KCB Group Turning To Facebook, Apple, Alibaba On Digital Payments

KCB Group, Kenya’s largest bank based on assets, is reportedly in talks with Facebook, Apple and Alibaba Group about working together on digital payments.

In a Bloomberg report citing KCB Chief Executive Joshua Oigara, the news service reported the collaboration would happen through its financial technology unit. The bank is also talking to Alphabet and Tencent and is part of KCB’s efforts to double the number of customers that use its mobile platform. The company wants to have 20 million customers using it by the end of next year. The unit, to be called KCB Fintech, will start operations in June 2017. Oigara told Bloomberg the unit will “partner with different players, whether it is M-Pesa, Facebook, Google, Apple, and that business will have a new digital payments platform.”

The report noted that KCB is doubling the capacity of its mobile phone systems so it can support 600 transactions per second in 2017. The company is also in talks with PayPal, Samsung Electronics and Twitter. “This is the journey we are going through,” Chief Digital Officer Edward Ndichu, who will lead the KCB Fintech unit, said. “We need to benchmark with the needs of the customer.”

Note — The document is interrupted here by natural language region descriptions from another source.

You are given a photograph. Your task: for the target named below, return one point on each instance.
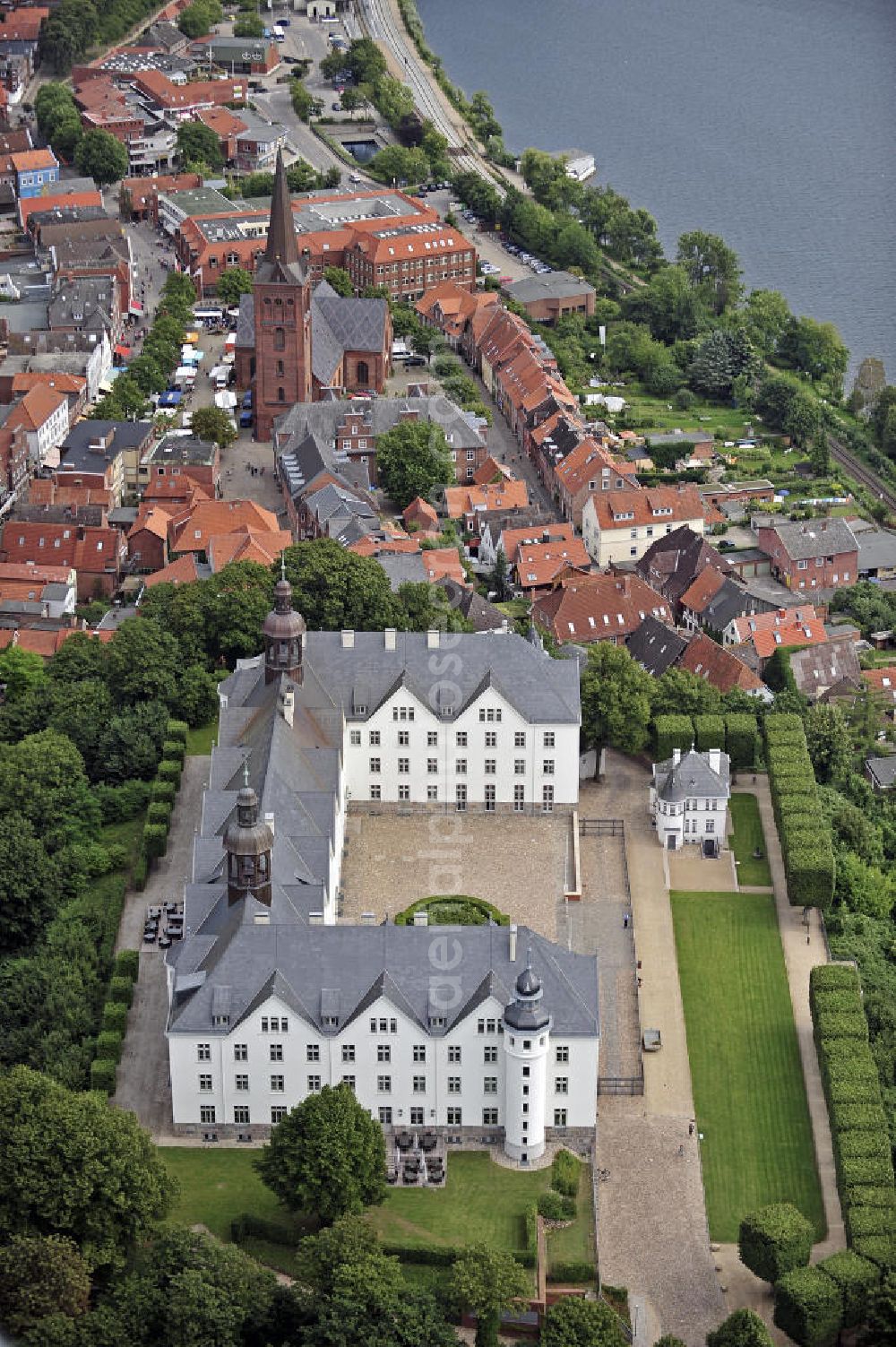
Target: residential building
(817, 554)
(553, 295)
(597, 608)
(689, 799)
(621, 525)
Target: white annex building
(481, 1032)
(689, 799)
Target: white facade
(628, 540)
(487, 756)
(403, 1074)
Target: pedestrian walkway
(143, 1074)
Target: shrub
(103, 1075)
(120, 989)
(159, 813)
(673, 731)
(741, 738)
(155, 840)
(163, 792)
(127, 964)
(809, 1307)
(709, 731)
(109, 1046)
(115, 1016)
(566, 1172)
(556, 1205)
(856, 1279)
(775, 1239)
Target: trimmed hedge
(856, 1279)
(109, 1044)
(809, 1307)
(670, 733)
(115, 1016)
(120, 989)
(564, 1173)
(709, 733)
(741, 739)
(103, 1075)
(127, 964)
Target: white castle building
(483, 1032)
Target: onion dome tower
(527, 1032)
(283, 635)
(248, 845)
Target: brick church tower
(282, 297)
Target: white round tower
(527, 1032)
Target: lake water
(768, 122)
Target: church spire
(282, 243)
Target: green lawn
(480, 1202)
(748, 1081)
(200, 739)
(748, 837)
(216, 1187)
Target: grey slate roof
(655, 645)
(815, 538)
(692, 777)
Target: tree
(775, 1239)
(488, 1282)
(743, 1328)
(101, 157)
(40, 1276)
(29, 884)
(213, 425)
(198, 143)
(232, 283)
(411, 460)
(326, 1157)
(371, 1303)
(77, 1168)
(340, 281)
(582, 1323)
(711, 267)
(616, 699)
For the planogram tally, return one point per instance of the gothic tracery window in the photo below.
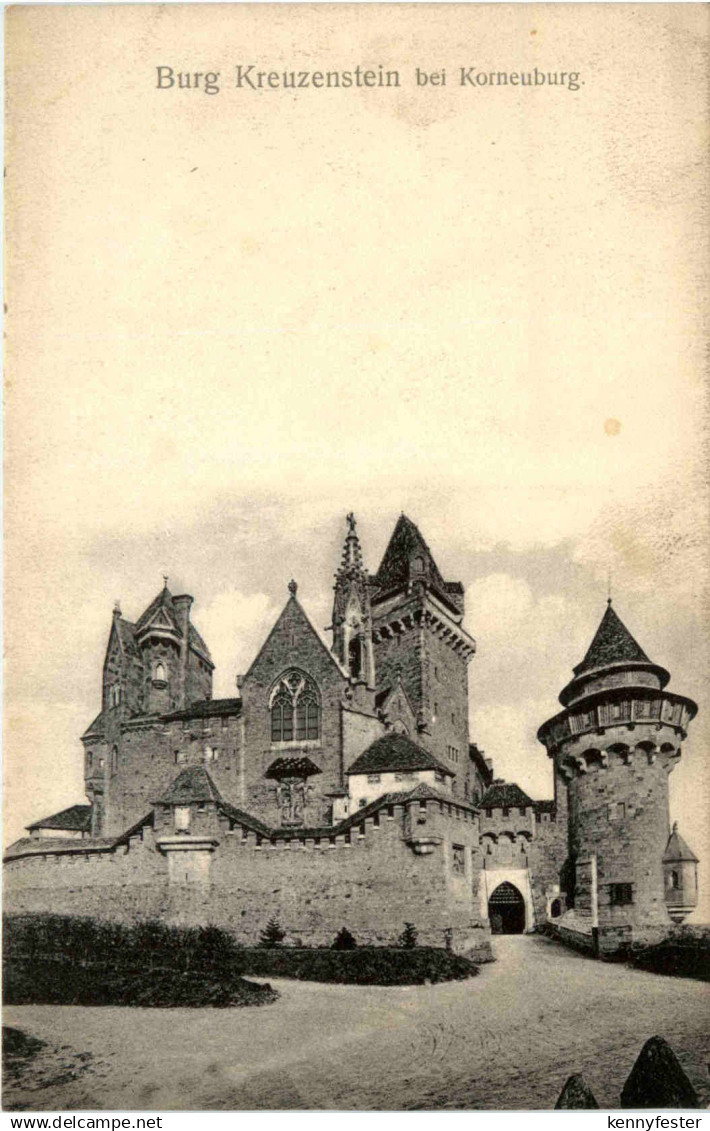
(295, 711)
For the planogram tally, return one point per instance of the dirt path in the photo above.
(505, 1039)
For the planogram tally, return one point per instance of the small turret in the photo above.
(614, 745)
(681, 875)
(352, 615)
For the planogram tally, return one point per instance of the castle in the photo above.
(340, 787)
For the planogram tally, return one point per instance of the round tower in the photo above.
(614, 745)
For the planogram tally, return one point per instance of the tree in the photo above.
(273, 934)
(408, 937)
(344, 940)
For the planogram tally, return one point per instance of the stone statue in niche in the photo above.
(292, 795)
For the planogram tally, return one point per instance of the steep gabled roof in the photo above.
(396, 752)
(676, 849)
(406, 543)
(159, 611)
(191, 784)
(613, 644)
(76, 819)
(295, 610)
(504, 795)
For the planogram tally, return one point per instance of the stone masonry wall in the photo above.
(620, 813)
(371, 881)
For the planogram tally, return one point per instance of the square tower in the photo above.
(420, 640)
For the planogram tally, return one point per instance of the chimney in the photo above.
(181, 606)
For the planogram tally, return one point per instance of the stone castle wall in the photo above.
(620, 814)
(369, 880)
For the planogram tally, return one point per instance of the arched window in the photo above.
(355, 657)
(295, 709)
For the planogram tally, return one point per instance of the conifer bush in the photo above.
(344, 940)
(273, 934)
(408, 937)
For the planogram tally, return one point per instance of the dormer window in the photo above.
(355, 657)
(182, 818)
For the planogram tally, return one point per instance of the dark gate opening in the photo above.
(507, 911)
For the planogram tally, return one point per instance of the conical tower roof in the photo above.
(405, 544)
(613, 644)
(161, 610)
(676, 849)
(612, 649)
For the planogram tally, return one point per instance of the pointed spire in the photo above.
(352, 561)
(613, 644)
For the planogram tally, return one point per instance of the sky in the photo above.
(233, 319)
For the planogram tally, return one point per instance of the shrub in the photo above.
(362, 966)
(344, 940)
(273, 934)
(408, 937)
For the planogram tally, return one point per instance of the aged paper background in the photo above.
(233, 318)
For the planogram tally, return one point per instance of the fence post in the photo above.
(576, 1094)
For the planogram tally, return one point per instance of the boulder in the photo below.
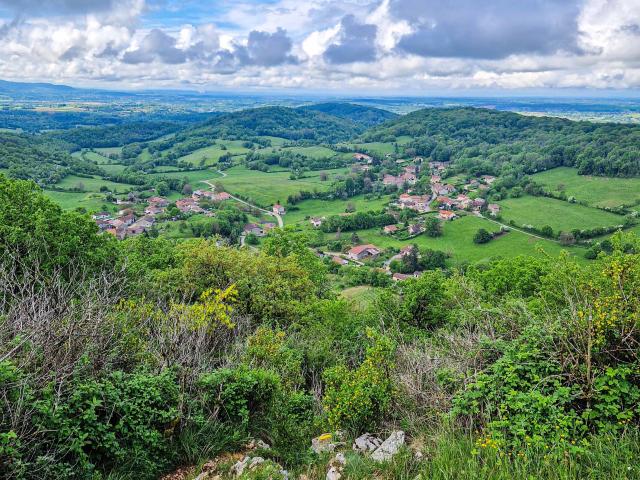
(389, 447)
(366, 443)
(333, 474)
(323, 443)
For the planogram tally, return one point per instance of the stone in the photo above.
(255, 461)
(389, 447)
(366, 443)
(323, 443)
(238, 467)
(333, 474)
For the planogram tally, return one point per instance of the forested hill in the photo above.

The move comes at a time when banks are fighting for market share in East Africa’s largest economy. That’s because there are 25 million mobile money customers spending $3.1 billion on goods and services in the three months ended at the end of March, Bloomberg reported. Last spring, a report showed consumers in Kenya, Uganda, Rwanda and Tanzania were transacting a massive amount of money through their mobile phones. That amount, in fact, hit $45.74 billion in 2014, which was 32 percent of their combined GDP, according to an AllAfrica news report. That’s a significant five-year jump from 2009’s figures of $4.86 billion, which only accounted for 3.4 percent of GDP. Having the ability to move money via mobile also enables consumers in those regions to move money more on average than before mobile money services were widespread as viable options.